A. Material transactions
· In March 2015 the Company completed the disposal of its investment in the UK healthcare sector with the sale of companies, businesses and assets at a gross sale value of approximately £34.5 million with £2.5 million deferred until 31 December 2015 to the Embrace Group. Initial net proceeds of £14.2 million were received after repayment of debt secured against the UK assets of £16.3 million, taxation and transaction costs.
· In April 2015 the Company completed a compulsory partial redemption of shares on a pro-rata basis at a price of 23.875p per share, returning approximately £16.1 million to shareholders.
· Two German care home properties were sold in January 2015 and July 2015 for gross disposal proceeds of €7.9 million (£5.6 million). Net proceeds of approximately €5.6 million were received after repayment of debt secured against one of the properties of €1.9 million (£1.3 million), interest rate swap breakage costs and transaction fees. The sale announced on 9 July 2015 completed on 1 September 2015 with the property reflected on the balance sheet as at
30 June 2015 as an asset held for sale at €5.4 million (£3.8 million).

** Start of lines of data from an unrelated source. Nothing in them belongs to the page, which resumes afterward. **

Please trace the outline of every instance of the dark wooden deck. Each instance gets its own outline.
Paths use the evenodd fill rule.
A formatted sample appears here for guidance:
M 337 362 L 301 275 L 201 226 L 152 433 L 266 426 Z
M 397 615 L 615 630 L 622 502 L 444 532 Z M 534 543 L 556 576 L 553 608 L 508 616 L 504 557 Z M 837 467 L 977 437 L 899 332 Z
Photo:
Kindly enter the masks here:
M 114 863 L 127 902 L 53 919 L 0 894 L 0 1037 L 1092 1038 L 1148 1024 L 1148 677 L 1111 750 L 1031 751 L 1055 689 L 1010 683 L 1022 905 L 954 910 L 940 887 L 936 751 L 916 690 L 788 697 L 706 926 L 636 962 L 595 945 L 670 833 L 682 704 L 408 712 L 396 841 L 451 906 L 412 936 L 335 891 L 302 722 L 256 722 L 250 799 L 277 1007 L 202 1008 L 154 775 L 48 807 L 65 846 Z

· The Company now owns four care homes in Germany which were independently valued at 30 June 2015 at €13.8 million¹ (£9.7 million) and which generate gross rental income of €1.6 million per annum (£1.1 million). Senior debt of €4.2 million (£3.0 million) is secured against three of the retained properties.

B. Financial results

· The loss from continuing operations is reported at £2.5 million for the six months ended 30 June 2015 (2014 - loss £3.7 million) after recording fair value losses of £0.9 million on the four German care homes (2014 - £3.3 million) and net exchange losses of £1.6 million (2014 - £0.7 million).

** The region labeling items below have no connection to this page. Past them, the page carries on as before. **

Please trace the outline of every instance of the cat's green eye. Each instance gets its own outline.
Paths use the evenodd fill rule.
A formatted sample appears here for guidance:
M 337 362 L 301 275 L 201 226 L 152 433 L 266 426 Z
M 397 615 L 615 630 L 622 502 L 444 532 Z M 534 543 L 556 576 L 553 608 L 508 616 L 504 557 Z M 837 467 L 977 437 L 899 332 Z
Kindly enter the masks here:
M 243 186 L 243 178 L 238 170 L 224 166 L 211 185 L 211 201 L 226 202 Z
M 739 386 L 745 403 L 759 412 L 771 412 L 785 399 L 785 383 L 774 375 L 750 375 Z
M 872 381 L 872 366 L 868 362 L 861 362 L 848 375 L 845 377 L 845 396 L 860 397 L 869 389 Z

· Administrative costs from continuing operations for the six months ended 30 June 2015 were £0.7 million which was 11% lower than in the first six months of 2014.
· The Company had cash balances of £5.8 million at 30 June 2015, £0.5 million of restricted cash and a receivable of £2.5 million due to be collected from the Embrace Group by 31 December 2015. In addition, the Company received net proceeds of approximately £3.8 million from the sale of Huttenstrasse on 1 September 2015.

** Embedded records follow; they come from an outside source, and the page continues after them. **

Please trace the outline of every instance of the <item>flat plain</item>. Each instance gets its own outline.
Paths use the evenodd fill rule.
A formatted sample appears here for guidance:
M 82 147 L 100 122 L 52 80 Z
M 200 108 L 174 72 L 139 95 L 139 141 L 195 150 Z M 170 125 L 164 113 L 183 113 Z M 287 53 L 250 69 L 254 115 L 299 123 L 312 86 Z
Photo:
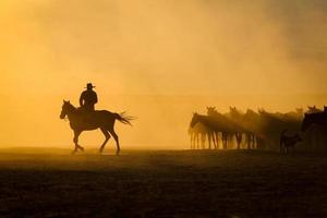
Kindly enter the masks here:
M 1 149 L 0 217 L 327 217 L 327 157 Z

· The Net Asset Value per share² at 30 June 2015 was 49.1p per share (34.6p per share at 31 December 2014 which was stated before the compulsory partial redemption of shares noted above).

C. Group Strategy
· The Company will continue to test the market for the four remaining German assets.
· The Board does not recommend the payment of an interim dividend for the six months ended 30 June 2015.